Most experienced GMs do not need skill challenges. If they are any good at all, they have a decent handle on pacing and difficulty. On the other hand such tools are
extremely useful for novice GMs who do not want to be thrown in the deep end and with a splash of common sense can be used by experienced GMs.
Fourthly, it produces a system that isn't 'cinematic' in the sense that doing normal process simulation like the above just naturally creates a story with many branching points and concrete scenes.
This is false. You have exactly the same number of branching points in a skill challenge as you do in an equivalent number of skill rolls. Because a skill challenge
contains an equivalent number of skill rolls, each of which is a skill roll and changes the fiction in exactly the way a skill roll should.
A 4e skill challange just encourages participants to share in the really dull game system it is defined by.

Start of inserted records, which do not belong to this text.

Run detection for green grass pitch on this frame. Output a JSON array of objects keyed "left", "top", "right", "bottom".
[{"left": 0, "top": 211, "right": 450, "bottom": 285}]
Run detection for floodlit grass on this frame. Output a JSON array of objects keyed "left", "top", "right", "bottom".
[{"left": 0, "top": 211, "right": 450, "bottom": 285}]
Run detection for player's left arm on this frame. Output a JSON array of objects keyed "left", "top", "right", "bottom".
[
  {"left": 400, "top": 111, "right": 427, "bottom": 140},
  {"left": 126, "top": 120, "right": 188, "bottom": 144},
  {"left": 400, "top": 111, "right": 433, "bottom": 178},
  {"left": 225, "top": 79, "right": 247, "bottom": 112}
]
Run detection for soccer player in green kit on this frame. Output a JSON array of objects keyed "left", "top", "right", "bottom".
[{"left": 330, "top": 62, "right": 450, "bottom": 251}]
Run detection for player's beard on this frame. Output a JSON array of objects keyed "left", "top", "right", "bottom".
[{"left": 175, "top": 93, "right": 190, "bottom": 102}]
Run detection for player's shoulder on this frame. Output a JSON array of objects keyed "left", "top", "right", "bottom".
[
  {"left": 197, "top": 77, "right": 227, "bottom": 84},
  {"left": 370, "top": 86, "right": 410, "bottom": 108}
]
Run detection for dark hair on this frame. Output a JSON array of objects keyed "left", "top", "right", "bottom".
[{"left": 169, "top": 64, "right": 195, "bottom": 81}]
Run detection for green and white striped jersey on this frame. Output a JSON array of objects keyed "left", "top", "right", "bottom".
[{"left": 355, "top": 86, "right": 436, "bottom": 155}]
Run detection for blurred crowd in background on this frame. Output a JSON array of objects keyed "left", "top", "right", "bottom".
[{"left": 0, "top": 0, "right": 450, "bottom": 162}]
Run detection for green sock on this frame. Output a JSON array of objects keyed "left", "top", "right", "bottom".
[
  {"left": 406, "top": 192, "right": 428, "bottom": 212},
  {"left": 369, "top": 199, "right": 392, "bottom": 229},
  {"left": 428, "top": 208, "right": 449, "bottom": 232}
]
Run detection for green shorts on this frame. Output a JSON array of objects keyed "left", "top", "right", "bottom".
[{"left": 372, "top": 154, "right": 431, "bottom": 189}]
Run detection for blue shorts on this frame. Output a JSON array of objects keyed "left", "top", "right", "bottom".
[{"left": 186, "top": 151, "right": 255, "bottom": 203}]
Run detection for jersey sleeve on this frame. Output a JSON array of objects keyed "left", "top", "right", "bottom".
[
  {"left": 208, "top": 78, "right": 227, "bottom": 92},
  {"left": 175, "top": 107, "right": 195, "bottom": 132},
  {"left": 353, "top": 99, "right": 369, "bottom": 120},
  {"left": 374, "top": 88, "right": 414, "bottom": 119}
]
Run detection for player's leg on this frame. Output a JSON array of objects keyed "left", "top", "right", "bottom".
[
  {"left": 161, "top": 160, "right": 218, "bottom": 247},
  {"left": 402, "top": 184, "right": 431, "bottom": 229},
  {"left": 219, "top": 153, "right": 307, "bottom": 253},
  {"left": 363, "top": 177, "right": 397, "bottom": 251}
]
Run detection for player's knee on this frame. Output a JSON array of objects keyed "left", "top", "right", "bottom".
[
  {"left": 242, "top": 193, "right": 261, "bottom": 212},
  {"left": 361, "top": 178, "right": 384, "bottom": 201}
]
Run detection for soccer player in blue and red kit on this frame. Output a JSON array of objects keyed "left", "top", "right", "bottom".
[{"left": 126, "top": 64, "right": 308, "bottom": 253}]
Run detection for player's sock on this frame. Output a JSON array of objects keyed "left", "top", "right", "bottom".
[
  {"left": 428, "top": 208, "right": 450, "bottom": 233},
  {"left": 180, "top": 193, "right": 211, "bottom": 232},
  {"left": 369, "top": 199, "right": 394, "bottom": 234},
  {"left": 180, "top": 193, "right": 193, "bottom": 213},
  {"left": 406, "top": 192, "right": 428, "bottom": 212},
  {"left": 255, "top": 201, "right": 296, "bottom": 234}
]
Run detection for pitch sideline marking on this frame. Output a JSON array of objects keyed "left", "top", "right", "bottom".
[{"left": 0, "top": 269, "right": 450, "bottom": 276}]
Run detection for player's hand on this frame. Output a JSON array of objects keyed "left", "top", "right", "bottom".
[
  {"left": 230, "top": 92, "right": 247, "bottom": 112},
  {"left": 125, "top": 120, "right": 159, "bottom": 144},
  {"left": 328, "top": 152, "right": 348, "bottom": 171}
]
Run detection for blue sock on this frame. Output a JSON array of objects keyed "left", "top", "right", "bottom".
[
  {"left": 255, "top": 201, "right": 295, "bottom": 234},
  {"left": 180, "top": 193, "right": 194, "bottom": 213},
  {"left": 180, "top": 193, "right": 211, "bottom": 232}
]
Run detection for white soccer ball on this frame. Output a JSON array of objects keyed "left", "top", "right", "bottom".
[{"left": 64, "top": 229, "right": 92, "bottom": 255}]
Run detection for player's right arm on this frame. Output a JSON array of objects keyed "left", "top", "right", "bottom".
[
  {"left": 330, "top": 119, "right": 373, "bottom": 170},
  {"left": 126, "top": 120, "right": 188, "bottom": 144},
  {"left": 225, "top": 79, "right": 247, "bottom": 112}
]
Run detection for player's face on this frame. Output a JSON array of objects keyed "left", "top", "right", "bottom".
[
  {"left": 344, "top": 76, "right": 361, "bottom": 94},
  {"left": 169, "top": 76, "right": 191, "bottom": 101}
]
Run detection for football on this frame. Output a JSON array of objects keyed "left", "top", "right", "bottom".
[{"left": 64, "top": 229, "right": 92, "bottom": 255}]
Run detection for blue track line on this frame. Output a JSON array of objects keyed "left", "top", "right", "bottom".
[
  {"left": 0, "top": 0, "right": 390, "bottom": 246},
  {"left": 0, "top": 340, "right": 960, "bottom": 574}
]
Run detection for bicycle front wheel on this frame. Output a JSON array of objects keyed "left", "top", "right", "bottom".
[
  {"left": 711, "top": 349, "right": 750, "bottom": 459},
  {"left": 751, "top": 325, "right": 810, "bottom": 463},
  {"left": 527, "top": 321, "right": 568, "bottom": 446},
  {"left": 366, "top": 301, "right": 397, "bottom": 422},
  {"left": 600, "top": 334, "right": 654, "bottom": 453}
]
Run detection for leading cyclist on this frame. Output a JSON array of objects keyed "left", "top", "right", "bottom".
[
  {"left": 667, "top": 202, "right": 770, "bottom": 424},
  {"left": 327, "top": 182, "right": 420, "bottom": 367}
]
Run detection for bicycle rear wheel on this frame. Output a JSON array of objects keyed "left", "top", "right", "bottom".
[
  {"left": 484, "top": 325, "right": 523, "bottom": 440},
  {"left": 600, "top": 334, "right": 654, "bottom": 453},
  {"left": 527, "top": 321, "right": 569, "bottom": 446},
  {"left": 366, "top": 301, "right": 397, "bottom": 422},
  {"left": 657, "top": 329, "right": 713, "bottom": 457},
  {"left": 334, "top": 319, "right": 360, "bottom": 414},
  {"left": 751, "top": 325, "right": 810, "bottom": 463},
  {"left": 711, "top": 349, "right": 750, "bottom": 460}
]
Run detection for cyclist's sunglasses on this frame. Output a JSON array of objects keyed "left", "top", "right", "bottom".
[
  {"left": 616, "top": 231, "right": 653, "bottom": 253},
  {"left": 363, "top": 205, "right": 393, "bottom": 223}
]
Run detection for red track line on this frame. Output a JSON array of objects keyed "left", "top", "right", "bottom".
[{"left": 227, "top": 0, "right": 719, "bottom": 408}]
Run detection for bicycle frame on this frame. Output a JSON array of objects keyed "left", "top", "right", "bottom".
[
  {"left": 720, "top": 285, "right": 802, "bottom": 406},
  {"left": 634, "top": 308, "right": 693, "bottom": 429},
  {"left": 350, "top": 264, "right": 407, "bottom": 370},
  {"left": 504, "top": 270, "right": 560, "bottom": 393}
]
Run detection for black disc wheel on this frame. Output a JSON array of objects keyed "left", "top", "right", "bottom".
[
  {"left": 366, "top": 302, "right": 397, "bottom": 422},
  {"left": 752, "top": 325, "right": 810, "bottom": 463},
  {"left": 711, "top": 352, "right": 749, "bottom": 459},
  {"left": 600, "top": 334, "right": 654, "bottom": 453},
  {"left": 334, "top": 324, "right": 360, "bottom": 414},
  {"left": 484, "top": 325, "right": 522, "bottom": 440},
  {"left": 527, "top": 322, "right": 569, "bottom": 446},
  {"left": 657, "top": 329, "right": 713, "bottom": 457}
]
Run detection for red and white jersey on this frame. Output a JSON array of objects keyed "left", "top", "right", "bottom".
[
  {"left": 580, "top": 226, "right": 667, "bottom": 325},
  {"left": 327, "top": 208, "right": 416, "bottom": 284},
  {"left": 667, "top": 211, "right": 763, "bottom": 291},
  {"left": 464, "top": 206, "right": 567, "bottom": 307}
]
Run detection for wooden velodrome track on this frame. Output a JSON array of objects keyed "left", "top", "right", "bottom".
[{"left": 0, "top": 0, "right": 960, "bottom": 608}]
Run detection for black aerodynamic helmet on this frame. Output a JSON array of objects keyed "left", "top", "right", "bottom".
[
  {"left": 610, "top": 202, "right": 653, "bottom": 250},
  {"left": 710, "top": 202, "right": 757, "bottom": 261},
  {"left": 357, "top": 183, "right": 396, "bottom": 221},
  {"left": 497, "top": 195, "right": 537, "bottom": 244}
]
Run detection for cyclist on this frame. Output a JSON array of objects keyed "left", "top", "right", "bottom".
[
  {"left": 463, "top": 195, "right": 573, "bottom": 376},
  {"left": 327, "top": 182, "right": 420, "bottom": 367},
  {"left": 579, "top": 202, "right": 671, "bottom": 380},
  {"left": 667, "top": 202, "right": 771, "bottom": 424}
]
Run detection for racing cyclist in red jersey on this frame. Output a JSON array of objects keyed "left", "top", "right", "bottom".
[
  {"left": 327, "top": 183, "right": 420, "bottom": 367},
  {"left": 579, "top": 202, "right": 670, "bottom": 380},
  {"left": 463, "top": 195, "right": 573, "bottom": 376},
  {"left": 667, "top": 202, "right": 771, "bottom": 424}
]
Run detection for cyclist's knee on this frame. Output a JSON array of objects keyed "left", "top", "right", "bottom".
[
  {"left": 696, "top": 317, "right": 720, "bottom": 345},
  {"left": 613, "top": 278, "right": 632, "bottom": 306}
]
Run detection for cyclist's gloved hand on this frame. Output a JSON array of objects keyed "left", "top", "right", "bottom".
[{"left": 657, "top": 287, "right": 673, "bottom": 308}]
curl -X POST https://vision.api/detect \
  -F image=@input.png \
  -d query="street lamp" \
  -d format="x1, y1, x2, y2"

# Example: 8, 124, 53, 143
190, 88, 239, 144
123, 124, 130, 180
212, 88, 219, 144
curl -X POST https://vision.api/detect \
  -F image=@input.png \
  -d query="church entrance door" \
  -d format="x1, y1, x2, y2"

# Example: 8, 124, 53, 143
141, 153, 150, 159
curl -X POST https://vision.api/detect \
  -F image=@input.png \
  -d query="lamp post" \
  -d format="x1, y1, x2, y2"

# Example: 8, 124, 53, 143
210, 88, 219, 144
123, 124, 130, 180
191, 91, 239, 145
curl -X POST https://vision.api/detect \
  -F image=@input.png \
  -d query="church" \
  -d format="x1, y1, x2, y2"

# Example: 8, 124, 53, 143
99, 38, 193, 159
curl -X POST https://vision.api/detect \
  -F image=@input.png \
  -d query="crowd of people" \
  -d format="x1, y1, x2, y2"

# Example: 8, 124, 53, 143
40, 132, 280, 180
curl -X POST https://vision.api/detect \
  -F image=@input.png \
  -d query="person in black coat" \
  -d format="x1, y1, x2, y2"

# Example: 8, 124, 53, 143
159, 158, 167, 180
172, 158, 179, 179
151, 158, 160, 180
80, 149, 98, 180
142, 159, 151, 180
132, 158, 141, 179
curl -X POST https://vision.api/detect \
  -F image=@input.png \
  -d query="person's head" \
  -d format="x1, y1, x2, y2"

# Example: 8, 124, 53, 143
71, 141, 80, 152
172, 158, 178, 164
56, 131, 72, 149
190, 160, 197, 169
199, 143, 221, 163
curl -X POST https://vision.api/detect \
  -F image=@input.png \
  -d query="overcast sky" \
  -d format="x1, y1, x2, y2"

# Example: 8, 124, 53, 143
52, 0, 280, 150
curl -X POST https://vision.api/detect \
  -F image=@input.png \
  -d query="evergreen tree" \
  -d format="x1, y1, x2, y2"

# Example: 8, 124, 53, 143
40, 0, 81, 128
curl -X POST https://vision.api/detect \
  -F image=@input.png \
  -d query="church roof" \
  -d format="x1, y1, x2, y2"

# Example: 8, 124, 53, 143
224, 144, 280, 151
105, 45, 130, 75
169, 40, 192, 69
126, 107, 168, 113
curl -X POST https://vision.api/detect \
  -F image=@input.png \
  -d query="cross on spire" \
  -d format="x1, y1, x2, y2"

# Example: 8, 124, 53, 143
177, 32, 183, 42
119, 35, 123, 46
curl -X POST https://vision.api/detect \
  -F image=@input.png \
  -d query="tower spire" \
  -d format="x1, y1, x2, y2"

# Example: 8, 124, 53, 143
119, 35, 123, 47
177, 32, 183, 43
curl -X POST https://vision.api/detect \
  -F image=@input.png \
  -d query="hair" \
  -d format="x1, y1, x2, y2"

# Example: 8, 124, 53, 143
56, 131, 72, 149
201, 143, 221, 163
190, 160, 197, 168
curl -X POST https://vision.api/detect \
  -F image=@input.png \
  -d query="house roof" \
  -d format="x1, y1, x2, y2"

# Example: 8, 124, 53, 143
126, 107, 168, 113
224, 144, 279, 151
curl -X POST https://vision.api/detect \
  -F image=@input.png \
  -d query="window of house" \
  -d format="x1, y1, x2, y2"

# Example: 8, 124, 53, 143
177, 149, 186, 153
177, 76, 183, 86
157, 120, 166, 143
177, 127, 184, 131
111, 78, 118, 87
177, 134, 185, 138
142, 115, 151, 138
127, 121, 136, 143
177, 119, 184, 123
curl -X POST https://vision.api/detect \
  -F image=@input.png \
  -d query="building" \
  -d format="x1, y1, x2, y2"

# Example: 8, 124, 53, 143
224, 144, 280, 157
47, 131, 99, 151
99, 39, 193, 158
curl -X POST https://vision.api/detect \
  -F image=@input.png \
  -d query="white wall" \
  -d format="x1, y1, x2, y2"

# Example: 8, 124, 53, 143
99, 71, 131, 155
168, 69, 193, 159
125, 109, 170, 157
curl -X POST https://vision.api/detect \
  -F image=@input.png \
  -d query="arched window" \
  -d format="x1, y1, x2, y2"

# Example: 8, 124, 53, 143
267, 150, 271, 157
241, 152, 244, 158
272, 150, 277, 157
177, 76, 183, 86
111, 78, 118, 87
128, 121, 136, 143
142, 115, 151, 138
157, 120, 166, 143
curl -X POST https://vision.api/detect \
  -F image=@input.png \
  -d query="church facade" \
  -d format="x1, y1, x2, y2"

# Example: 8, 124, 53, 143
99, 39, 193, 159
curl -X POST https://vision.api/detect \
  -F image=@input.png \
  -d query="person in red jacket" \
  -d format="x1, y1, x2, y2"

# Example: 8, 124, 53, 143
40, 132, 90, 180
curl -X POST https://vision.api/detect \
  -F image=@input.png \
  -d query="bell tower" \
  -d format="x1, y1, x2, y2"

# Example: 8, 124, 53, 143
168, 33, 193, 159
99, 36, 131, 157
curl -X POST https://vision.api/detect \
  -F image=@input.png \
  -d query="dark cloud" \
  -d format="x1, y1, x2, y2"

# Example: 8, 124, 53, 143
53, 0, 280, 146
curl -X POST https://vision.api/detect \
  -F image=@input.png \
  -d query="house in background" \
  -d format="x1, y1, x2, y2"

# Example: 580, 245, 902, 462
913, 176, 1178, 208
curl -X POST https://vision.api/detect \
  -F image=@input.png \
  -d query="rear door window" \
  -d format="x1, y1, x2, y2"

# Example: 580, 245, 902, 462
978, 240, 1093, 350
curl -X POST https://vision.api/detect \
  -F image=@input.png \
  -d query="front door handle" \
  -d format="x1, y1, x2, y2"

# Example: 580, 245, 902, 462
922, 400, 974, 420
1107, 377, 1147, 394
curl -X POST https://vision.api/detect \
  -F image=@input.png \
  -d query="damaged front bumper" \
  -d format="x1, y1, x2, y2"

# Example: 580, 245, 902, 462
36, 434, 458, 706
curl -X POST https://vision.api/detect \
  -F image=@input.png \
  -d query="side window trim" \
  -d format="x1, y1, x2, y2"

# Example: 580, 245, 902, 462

Or tells the DM they can easily handle the mechanical side of whatever insanity the PCs can come up with without needing to slow things down much. And thereby allows a new DM to run anarchy while still being supported by the rules.
Skill challenges are like scaffolding. Scaffolding makes ugly buildings. But that's because scaffolding isn't meant to be a building. It's to allow you to build a building underneath it much more easily.
Don't try to create a generic system for resolving problems.
Abolish skill checks and skill systems! After all those are generic systems for resolving problems.